Rosen’s Crabbed View of Judicial Temperament
posted by Nate Oman
I recently finished Jeffrey Rosen’s The Supreme Court (can you say “read” if you listened to it on your iPod?), and I found myself rather underwhelmed with Rosen’s analysis of what he took to be his central theme: judicial temperament. In many ways Rosen’s book is very good. It makes the springes of constitutional law approachable for a general audience, and provides a chatty and gossipy look at the Supreme Court that manages to provide a real sense of some of the personalities of the justices, as when he describes William O. Douglas as “a judicial lounge act.”
Rosen presents us with a white hats vs. black hats vision of the Supreme Court. The good guys are genial institutionalists like John Marshall, Hugo Black, William Rehnquist, and — most of all — John Roberts. The bad guys are brilliant loners like Oliver Wendell Holmes Jr., William O. Douglas, and Antonin Scalia. In Rosen’s book judicial temperament refers to the ability to husband and increase the legitimacy of the Supreme Court by behaving in a statesman like way and refusing to allow abstract philosophies dictate imprudent results.
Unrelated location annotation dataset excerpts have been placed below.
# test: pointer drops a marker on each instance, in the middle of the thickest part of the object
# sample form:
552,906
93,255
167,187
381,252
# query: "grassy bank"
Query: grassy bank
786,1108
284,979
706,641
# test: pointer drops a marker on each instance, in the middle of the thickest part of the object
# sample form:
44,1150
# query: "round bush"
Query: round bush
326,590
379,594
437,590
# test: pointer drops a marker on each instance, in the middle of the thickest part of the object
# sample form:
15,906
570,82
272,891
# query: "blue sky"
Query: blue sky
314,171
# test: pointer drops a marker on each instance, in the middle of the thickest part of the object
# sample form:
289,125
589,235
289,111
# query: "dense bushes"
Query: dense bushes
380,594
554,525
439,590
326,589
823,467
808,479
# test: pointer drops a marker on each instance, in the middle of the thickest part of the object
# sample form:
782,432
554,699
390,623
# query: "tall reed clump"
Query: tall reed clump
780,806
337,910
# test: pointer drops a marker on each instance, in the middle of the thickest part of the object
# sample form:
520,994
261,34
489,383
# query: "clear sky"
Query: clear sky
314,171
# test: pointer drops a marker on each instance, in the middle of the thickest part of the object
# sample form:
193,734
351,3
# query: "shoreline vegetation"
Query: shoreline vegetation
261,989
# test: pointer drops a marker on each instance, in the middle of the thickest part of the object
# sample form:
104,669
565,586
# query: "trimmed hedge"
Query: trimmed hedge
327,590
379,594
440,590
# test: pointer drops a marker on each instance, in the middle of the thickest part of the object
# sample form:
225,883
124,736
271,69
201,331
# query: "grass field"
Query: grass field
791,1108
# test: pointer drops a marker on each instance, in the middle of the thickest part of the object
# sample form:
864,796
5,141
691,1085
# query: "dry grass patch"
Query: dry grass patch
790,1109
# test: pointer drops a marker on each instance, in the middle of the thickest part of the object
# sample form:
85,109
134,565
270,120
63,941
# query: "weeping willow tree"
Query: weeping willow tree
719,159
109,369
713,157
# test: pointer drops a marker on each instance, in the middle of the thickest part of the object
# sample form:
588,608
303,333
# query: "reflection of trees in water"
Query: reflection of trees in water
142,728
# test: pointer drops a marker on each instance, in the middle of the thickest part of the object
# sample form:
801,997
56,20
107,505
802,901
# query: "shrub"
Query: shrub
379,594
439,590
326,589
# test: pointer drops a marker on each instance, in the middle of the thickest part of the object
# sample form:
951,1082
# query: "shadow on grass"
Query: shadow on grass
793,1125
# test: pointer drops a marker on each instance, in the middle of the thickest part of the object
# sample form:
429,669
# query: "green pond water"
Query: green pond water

Rosen’s problem — and it is one to which constitutional law mavens seem prone — is his Supreme Court-centric view. Judicial legitimacy means the legitimacy of the Supreme Court. Judicial temperament means the temperament of justices who shield that Court. In fairness, Rosen is writing a book about the Supreme Court, but there is more — much more — to judicial virtue than the legitimacy of the Supreme Court.
Rosen’s list of villains nicely illustrates his crabbed view of temperament. Whatever else they were, Holmes, Douglas, and Scalia are very different kinds of judges. It is a fairly easy matter, I think, to dismiss Douglas. His opinions are sloppy, poorly reasoned, and provide minimal guidance to lower courts while maximizing the number of attention grabbing aphorisms. Holmes and Scalia, of course, are also aphorism mongers, but unlike Douglas they have some real respect for the role of judge as an expounder of legal doctrine. Holmes, I think, is a better example here than Scalia. His opinions, particularly on the Supreme Judicial Court of Massachusetts, did a great deal to flesh out the core doctrinal concepts of areas like tort and contract, providing not only answers on hard questions but more importantly a structure and vocabulary in which to debate his answers. Likewise, one of the reasons that Brennan — a little discussed justice in Rosen’s book — was not a judicial lounge act was that in addition to sharing Douglas’s liberal instincts, he was also a doctrinal craftsman, creating an intellectual structure on free speech law, for example, that has largely won the (partial) allegiance even of political opponents like Scalia. It is not simply, however, that Brennan was an effective smoozer while Douglas was not. Rather, Brennan understood that the Court’s decisions were only powerful to the extent that they provided intellectual categories that could guide lower court judges. Douglas’s penumbras are ridiculous not only because they undermined the legitimacy of the Court, but because they told those who had to apply the law virtually nothing about the contours of its demands.
Rosen’s view of judicial virtue, however, has little to say about legal craftsmanship. Fixated on judicial review and the counter-majoritarian difficulty, he focuses relentlessly on the issue of institutional legitimacy. Hence, for example, Sandra Day O’Connor is praised for her judicial statesmanship, yet as any lower court judge or lawyer not practicing before the Supreme Court can tell you, O’Connor’s opinions are a nightmare to apply precisely because of their inattention to doctrinal structure. They may position the Court in a politically advantageous position, but they do little to advance the coherence and consistency upon which the day to day application of the law depends. Of course, even my preference for doctrinally minded judges reveals a law professor’s bias for appellate courts. The temperament of real judges, the kind involved in the concrete resolution of disputes in our society involves an additional catalog of virtues.
In the end, Rosen’s analysis tells us what makes for the continuation of politically powerful courts. I don’t think, however, he has all that much to say about what makes for a good judge.